What it does
Using K Means clustering, we identified the optimal number of clusters. Then, the program uses a Non-negative Matrix Factorization to get the latent document-topic and term-topic probability matrices. Using the document-topic matrix, we found the 10 articles from either source that best represented the topic and saved a weighted average. We compared the weighted average of each topic to the 5 challenge embeddings to determine the topic whose embedding most closely matched each challenge embedding.
How we built it
We used Jupyter Notebooks (ipynb) to develop. The Pandas package was helpful for reading and cleaning the data. The Scikit-Learn package was extremely useful because of the inbuilt NMF and cosine similarity code.
Challenges we ran into
We tried using a simple 11-Means Classifier but had trouble with boundary articles influencing the results. Also, we tried LDA, a winner from last year's challenge, and found that it struggled with repeating terms across topics on this years' corpuses. We wanted to find how each close every embedding was to all topics' average embedding using a modified Gram-Schmidt algorithm.

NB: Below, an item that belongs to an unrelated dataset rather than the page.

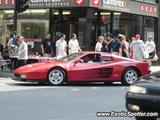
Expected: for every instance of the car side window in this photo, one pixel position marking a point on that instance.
(107, 58)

We did not have enough time to debug our implementation though.
Accomplishments that we're proud of
We are proud that after creating a train-test split and running the same process, the test results checked out.
What we learned
We learned about Non-negative Matrix Factorization and how to statistically interpret matrix factorizations.
What's next for EmbedToText
I want to hack the hacked-Gram-Schmidt more and see if I can find multiple topics that each embedding relates to.